Question

A 12.0 μF capacitor is charged to a potential of 50.0 V and discharged
through a 175 Ω resistor. How long does it take the
capacitor to lose half its charge? A 12.0 μF capacitor is charged to a potential of 50.0 V and discharged
through a 175 Ω resistor. How long does it take the
capacitor to lose half its charge? @Physics

Answer 1

I'd be interested to see the answer to this.

Answer 2

the answer is 1.5*10^-3 seconds, but I don't know how to calculate it, it involves the equation for a charging capacitor. \[\xi/R*e^(-t/RC)\]

Answer 3

The function to calculated voltage is:
\[\Large {V_c}\left( t \right) = {V_i}{e^{ - \frac{t}{{RC}}}}\]
You can work backwards from this to find the time.

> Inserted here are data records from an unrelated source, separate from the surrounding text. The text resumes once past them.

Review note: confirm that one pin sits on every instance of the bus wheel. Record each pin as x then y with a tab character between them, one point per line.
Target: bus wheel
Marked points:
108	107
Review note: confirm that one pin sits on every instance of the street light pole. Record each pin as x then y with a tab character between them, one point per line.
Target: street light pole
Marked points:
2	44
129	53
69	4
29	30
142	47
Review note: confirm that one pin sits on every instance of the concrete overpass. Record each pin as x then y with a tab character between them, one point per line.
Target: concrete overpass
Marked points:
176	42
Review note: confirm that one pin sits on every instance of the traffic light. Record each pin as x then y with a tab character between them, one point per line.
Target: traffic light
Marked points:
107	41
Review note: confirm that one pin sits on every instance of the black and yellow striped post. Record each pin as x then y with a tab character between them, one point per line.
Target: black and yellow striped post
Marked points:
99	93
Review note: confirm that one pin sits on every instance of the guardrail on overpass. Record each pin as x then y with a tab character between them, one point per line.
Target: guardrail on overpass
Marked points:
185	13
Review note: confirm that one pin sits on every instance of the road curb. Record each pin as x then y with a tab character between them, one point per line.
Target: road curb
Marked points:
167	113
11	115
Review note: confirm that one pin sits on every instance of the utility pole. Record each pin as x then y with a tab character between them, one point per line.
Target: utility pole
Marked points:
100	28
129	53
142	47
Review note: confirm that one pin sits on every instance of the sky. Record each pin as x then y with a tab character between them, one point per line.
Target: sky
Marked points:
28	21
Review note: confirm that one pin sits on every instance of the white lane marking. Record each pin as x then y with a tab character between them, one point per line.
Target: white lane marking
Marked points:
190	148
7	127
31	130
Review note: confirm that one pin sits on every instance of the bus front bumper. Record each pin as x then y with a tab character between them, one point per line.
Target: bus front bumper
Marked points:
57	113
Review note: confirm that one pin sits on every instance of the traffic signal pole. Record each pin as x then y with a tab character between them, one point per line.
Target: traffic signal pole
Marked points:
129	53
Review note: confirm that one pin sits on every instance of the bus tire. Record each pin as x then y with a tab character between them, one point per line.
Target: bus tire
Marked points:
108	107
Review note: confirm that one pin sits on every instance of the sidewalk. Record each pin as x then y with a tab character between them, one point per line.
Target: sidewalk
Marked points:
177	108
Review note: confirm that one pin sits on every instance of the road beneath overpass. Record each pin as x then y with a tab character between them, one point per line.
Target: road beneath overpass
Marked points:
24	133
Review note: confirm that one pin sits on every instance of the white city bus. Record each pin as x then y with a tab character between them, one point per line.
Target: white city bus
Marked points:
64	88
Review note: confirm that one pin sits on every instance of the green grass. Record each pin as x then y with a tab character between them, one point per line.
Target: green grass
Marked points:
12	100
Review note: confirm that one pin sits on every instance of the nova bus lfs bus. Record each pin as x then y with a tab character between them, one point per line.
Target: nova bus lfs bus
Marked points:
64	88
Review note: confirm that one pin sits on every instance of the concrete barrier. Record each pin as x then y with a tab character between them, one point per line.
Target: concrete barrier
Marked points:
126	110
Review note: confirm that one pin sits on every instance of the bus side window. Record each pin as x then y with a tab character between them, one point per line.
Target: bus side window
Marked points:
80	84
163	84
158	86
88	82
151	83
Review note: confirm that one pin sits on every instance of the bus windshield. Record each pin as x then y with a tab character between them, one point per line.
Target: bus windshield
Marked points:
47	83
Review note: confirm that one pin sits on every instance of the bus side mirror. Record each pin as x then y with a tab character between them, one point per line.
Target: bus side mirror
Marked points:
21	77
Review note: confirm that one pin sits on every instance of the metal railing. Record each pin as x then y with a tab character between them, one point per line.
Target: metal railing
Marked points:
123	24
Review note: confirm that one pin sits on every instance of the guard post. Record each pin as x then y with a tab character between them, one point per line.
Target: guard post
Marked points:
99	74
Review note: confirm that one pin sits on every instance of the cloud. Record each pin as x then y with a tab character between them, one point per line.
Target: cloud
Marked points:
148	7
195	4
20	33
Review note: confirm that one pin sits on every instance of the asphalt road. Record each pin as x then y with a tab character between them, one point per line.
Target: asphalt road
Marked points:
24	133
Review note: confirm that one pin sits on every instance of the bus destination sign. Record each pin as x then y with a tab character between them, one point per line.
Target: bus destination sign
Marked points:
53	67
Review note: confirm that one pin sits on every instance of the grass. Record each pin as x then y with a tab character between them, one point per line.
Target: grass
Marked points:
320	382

Step by step:
\[\Large \begin{array}{l}
{V_c}\left( t \right) = {V_i}{e^{ - \frac{t}{{RC}}}}\\
\ln \left( {{V_c}} \right) = \ln \left( {{V_i}{e^{ - \frac{t}{{RC}}}}} \right) = \ln \left( {{V_i}} \right) + \ln \left( {{e^{ - \frac{t}{{RC}}}}} \right)\\
\ln ({V_c}) = \ln ({V_i}) - \frac{t}{{RC}}\\
\ln ({V_c}) - \ln ({V_i}) = - \frac{t}{{RC}}\\
\ln \left( {\frac{{{V_c}}}{{{V_i}}}} \right) = - \frac{t}{{RC}}\\
t = - RC \cdot \ln \left( {\frac{{{V_c}}}{{{V_i}}}} \right)\\
t = - 175 \cdot \left( {12 \times {{10}^{ - 6}}} \right) \cdot \ln \left( {\frac{{25}}{{50}}} \right)\\
= 1.4556 \times {10^{ - 3}}{\rm{s}}
\end{array}\]
A handy formula to keep around would be:
\[\Large t = - RC \cdot \ln \left( p \right)\]Where p is the decimal percentage of voltage change (i.e. Vc/Vi).